It's a problem some Birmingham residents say is getting worse! Trash and overgrown brush, a nuisance in a community already scarred by the 2011 tornadoes.
"Our whole block was leveled. We were one of the few that decided to re-build here." Shirley Clay hoped Nelems Street would look better now that two years have passed since the deadly tornadoes.
Herman Jones says "It's not getting any better, it's getting worse."
There are several overgrown lots that neighbors say are sheltering snakes. Bertha Reynolds says "It's growing up and with the Summer and rain and all that in a little while, you won't be able to see here at all."
What you can see... trash, tires.. even chunks of concrete. Clay says "Anything they have in their car, our streets become a dumping site for it."

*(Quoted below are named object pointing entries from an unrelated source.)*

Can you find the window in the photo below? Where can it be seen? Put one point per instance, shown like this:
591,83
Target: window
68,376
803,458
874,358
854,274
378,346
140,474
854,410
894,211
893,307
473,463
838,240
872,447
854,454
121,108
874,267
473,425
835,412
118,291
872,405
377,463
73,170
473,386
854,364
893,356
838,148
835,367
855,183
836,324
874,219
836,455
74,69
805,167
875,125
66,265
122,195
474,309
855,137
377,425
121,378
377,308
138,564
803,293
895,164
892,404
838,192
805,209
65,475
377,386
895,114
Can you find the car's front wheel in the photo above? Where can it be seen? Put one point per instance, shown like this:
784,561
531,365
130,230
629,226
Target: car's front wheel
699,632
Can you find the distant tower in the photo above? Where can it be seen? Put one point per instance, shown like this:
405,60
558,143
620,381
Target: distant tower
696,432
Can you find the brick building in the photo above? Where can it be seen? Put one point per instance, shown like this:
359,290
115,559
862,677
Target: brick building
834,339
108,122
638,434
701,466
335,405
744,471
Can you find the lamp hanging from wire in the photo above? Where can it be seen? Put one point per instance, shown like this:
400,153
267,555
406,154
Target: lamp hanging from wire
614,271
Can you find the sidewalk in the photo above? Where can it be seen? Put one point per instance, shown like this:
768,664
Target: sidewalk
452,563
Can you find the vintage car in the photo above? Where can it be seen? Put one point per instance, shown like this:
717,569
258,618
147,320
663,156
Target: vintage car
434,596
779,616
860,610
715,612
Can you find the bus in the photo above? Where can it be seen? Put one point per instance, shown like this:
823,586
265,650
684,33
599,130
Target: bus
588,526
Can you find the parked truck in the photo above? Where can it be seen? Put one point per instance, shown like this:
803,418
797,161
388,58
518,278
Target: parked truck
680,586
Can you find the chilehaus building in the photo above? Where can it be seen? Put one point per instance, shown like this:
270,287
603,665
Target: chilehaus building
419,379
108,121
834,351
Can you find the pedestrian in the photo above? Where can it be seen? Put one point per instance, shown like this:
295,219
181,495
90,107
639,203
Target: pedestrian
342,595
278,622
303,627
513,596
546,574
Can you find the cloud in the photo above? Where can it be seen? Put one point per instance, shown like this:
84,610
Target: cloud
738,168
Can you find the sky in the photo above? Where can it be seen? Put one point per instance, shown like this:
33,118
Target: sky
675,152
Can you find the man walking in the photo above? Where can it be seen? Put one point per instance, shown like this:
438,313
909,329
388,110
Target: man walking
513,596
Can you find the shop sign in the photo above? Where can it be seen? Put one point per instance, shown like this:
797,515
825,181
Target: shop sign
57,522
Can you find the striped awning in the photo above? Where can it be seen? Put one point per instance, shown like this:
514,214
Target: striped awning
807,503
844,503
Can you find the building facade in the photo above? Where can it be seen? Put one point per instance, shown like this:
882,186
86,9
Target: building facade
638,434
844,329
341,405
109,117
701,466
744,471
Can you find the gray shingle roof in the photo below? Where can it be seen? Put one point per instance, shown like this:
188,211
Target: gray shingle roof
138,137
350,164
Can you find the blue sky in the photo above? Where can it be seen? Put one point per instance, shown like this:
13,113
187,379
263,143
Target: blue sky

Clay also says the community feels forgotten since the storm. Vacant properties remain untouched. "We need the homeowners, the lot owners or the property owners, whatever it may be, we need these people to take care of their properties or we need the city to step in and enforce guidelines."
Neighbors say they're not getting help from the city.. or from anyone. Reynolds says "When you call they're giving us the run around more or less, no one knows who the lots belong to."
Jones says, "Making my best to keep it clean myself."
Herman Jones says he cares about the community. Those who have re-built their lives still hope they'll receive help to fix sidewalks, clean properties and attract new neighbors.
Clay says "When you have nice things and nice places and a nice area, it draws people."
ABC 33/40 called Birmingham City Council President Roderick Royal, but could not get in touch with him. Neighbors told me he is over their district. We also left a message with a spokesperson for the mayor's office.